As part of the Carmelite Community and Priory Gathering Weekend, the Lord Mayor Oisín Quinn has launched the Aungier Street Project Report.
The project is a pilot of the wider Dublin City Council Public Realm Strategy which recognises that condition, character and uses of the surrounding buildings can add to how the public experience the area. The publication sets out a number of recommendations and next steps to be undertaken in collaboration with local residents and businesses.

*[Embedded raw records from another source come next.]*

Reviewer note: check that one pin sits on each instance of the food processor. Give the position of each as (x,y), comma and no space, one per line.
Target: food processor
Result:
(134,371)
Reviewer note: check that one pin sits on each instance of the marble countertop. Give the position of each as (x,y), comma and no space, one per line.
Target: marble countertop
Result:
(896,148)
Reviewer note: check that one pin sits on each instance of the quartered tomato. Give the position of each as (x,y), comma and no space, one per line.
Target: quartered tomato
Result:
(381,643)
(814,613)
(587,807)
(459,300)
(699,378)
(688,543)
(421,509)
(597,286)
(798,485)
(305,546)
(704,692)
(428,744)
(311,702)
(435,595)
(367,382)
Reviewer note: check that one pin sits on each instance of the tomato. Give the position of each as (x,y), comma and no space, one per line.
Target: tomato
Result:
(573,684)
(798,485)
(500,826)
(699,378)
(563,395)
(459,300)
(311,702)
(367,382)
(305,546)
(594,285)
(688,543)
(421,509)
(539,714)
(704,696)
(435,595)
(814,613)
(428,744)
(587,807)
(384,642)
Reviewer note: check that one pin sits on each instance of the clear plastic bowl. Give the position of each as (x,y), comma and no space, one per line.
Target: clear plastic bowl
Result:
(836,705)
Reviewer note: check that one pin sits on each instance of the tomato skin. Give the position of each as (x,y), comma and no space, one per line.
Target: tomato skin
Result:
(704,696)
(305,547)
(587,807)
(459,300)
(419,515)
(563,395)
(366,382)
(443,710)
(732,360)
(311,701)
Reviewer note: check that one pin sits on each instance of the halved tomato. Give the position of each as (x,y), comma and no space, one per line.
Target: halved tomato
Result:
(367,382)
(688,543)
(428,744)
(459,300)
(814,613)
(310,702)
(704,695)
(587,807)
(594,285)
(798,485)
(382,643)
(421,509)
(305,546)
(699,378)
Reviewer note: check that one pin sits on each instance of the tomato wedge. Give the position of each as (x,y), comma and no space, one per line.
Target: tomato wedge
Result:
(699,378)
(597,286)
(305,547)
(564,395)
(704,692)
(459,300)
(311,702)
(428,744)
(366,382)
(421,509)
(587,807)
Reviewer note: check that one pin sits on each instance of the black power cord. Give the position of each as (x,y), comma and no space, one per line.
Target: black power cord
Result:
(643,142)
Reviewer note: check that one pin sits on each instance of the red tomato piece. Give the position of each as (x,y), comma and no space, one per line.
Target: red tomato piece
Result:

The project lists possibilities and ideas to stimulate change on Aungier Street, transforming it from a place to pass through into a destination, showcasing the value of its heritage and unique character and promoting economic regeneration. This urban project is innovative in approach - looking at things afresh, rethinking the ground-rules and proposing change for the better. This is an opportunity to reinvent a part of the city; to make the undervalued valued and the ordinary extraordinary.
Lord Mayor Oisín Quinn said: "I want to compliment Dublin City Council, the Dublin Civic Trust and the Heritage Council for their work in producing this excellent Report. My view of Aungier Street will never be the same now that the splendid architecture of the buildings and the mansions has been drawn to my attention. This report makes us all see the street from a totally different perspective. I look forward to new initiatives taking place in the Aungier Street area over the coming years and the street going from strength to strength."
Ali Grehan, City Architect with Dublin City Council, said: "Although Aungier Street is often over-looked it is one of the great neighbourhoods in the historic core of Dublin and has a fascinating history. The Aungier Street project looks at revitalising the area by using its historic value as a district and its quality as a place to live in, work and visit."
The street was laid out by Francis Aungier in 1661 through the former grounds of the Whitefriars monastery. Planning a street of this scale among the narrow lanes of the medieval city was a new departure. The grandeur of the street also gave rise to a new type of city mansion, several of which still survive to greater or lesser levels of intactness. These would have been the grandest houses in pre-Georgian Dublin and the known survivors are designated as both recorded monuments and protected structures.